Dias atrás vi reportagem no Bom Dia Brasil sobre famílias que passam fome no interior do Maranhão.
As imagens eram aquelas que já conhecemos, famílias paradas na porta de casebres de barro, num cenário de desolação.
Algumas mães eram entrevistadas: “não tenho comida para dar para meus sete bichinhos.” A expressão “bichinhos” era usada pelas mães para se referir às crianças.
Quando voltava para o estúdio o semblante dos apresentadores era fechado, tenso, deixando no ar que aquela situação era culpa de alguém, e que este alguém não fazia nada para resolver o problema. Quem era este “alguém”? Vista a carapuça quem quiser.
Os apresentadores de telejornais da Globo ganham dezenas de milhares de reais por mês, e, provavelmente, algumas horas depois, nem lembravam mais da reportagem. Voltarão a lembrar dela apenas quando forem receber os prêmios jornalísticos que geralmente são dados a reportagens sobre miséria.
Eu, por outro lado, fiquei com aquelas imagens na cabeça, e pensando – a culpa é de quem? Seria minha? Será que sou culpado por ter estudado, ralado, trabalhado e ter hoje uma renda (ameaçada pela crise) que me permite viver em condições melhores que as famílias do Maranhão? O semblante dos apresentadores do Bom Dia Brasil parecia me acusar desta culpa. A culpa da fome era dos que têm comida.
Em reportagens como esta uma coisa é comum: “meus sete bichinhos”, “meus dez bichinhos”, “meus doze bichinhos”.
Mas nunca a reportagem sequer indica que pelo menos parte da culpa é de quem, vivendo na miséria, faz dez “bichinhos”.
Parece que a culpa é sempre de alguém externo à situação, que teria a responsabilidade de oferecer condições decentes de vida a todos os “bichinhos” nascidos, não importa quantos sejam. Aos fazedores de “bichinhos” não é imputada responsabilidade alguma.
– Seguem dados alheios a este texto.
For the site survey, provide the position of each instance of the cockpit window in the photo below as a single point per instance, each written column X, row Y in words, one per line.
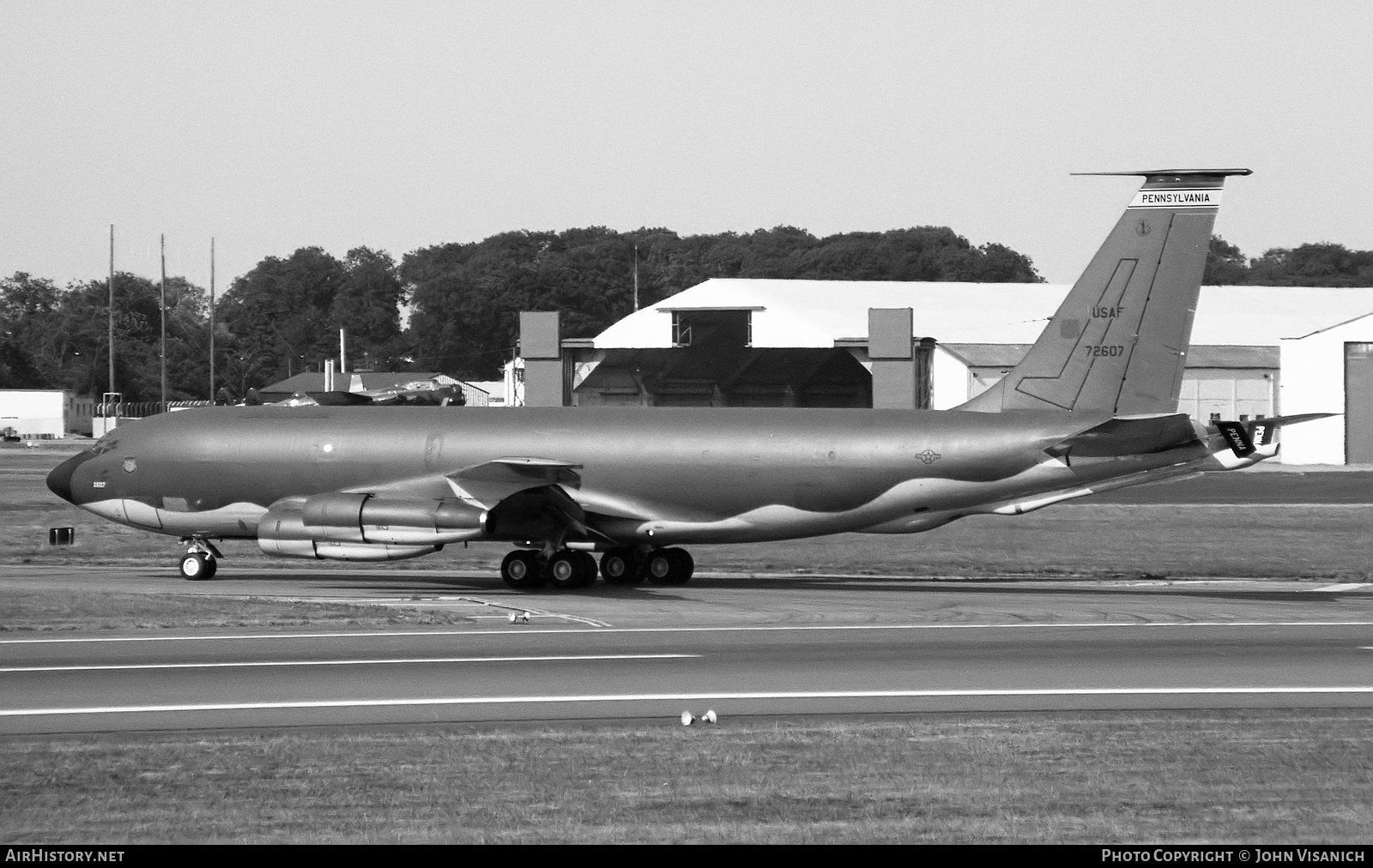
column 103, row 445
São apenas vítimas.
Ao negar responsabilidade a quem deveria tê-la (pelo menos a de controlar seus instintos), estaremos condenados a conviver eternamente com reportagens como esta.
A diferença é que os apresentadores do Bom Dia Brasil tiram a maquiagem e já não lembram mais do assunto. Ou pior, esquecem do assunto e abrem o sorriso quando entra a reportagem sobre os campeonatos estaduais e a nova vitória do Corinthians. E depois ainda ganham prêmios jornalísticos com a miséria. Eu, que não ganho nada (nem salário no padrão deles), fico me remoendo com as imagens na cabeça.
E a situação permanece exatamente a mesma.